There is still no profitable use for the nationalised Prestwick Airport.

The new ferries being built for CalMac by Ferguson Marine, also nationalised, are late, over budget and in danger of being rejected by CalMac as unfit for service.

At least there is a common sense justification for a bailout via nationalisation – a vital national capacity is being preserved.

Nicola Sturgeon’s government’s handling of Scotland’s ferries has not been its finest hour.

On the railways, there really is no good explanation as to why the first step of ScotRail under state control is to slash evening rail services.

Of course, this is part of a long running industrial dispute – but that comes with the territory.

When rail was privatised the decisions on wages and staffing were for management to settle.

Now it’s government ministers in the firing line and they don’t seem to like the responsibility.

You hardly need to be the harshest of political opponents to ask – if you can’t run a railroad what is the likelihood you could run the economy of an independent country?

Nicola Sturgeon’s domestic record doesn’t stand up to scrutiny

It is a cliché that the longer UK Prime Ministers are in office, the more interested they are in foreign affairs.
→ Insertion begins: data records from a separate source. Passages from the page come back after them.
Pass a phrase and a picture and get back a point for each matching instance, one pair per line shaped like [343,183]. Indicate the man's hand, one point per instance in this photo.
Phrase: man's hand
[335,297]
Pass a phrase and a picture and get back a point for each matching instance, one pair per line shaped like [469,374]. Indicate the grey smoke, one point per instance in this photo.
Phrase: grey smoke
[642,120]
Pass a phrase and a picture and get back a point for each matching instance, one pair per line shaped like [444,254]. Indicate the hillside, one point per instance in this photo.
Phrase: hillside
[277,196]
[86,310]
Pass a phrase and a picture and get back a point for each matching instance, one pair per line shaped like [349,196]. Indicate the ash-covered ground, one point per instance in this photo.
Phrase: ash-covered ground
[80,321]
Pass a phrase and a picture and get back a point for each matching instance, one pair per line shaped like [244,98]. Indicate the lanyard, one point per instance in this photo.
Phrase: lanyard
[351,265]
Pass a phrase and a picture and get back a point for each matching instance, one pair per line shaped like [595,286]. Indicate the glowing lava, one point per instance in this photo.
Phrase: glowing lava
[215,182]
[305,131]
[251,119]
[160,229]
They are treated much better when they are abroad, feted by governments and met so much more politely by the foreign press than they are by journalists at home.

This seems true of “late period” Nicola Sturgeon too.

Nicola Sturgeon with ouse Speaker Nancy Pelosi in Washington this month. Photo: AP Photo/Mariam Zuhaib.

She is relaxed speaking at the Brookings Institute in Washington DC about Scotland’s foreign policy.

At ease, reflecting on the contribution a unilateralist Scotland could make to NATO with its nuclear umbrella provided by three member states – the UK, the US and France.

But politics is about performance as well as pledges, perspiration as well as inspiration.

Alasdair Gray popularised the line “Work as if you live in the early days of a better nation”.

It’s a stirring thought, but a testing challenge.

After eight years as First Minister, it is hard to name a single thing that Nicola Sturgeon has done that passes that test.


John McTernan is a British political strategist and commentator, who was Labour Prime Minister Tony Blair’s Director of Political Operations from 2005 to 2007.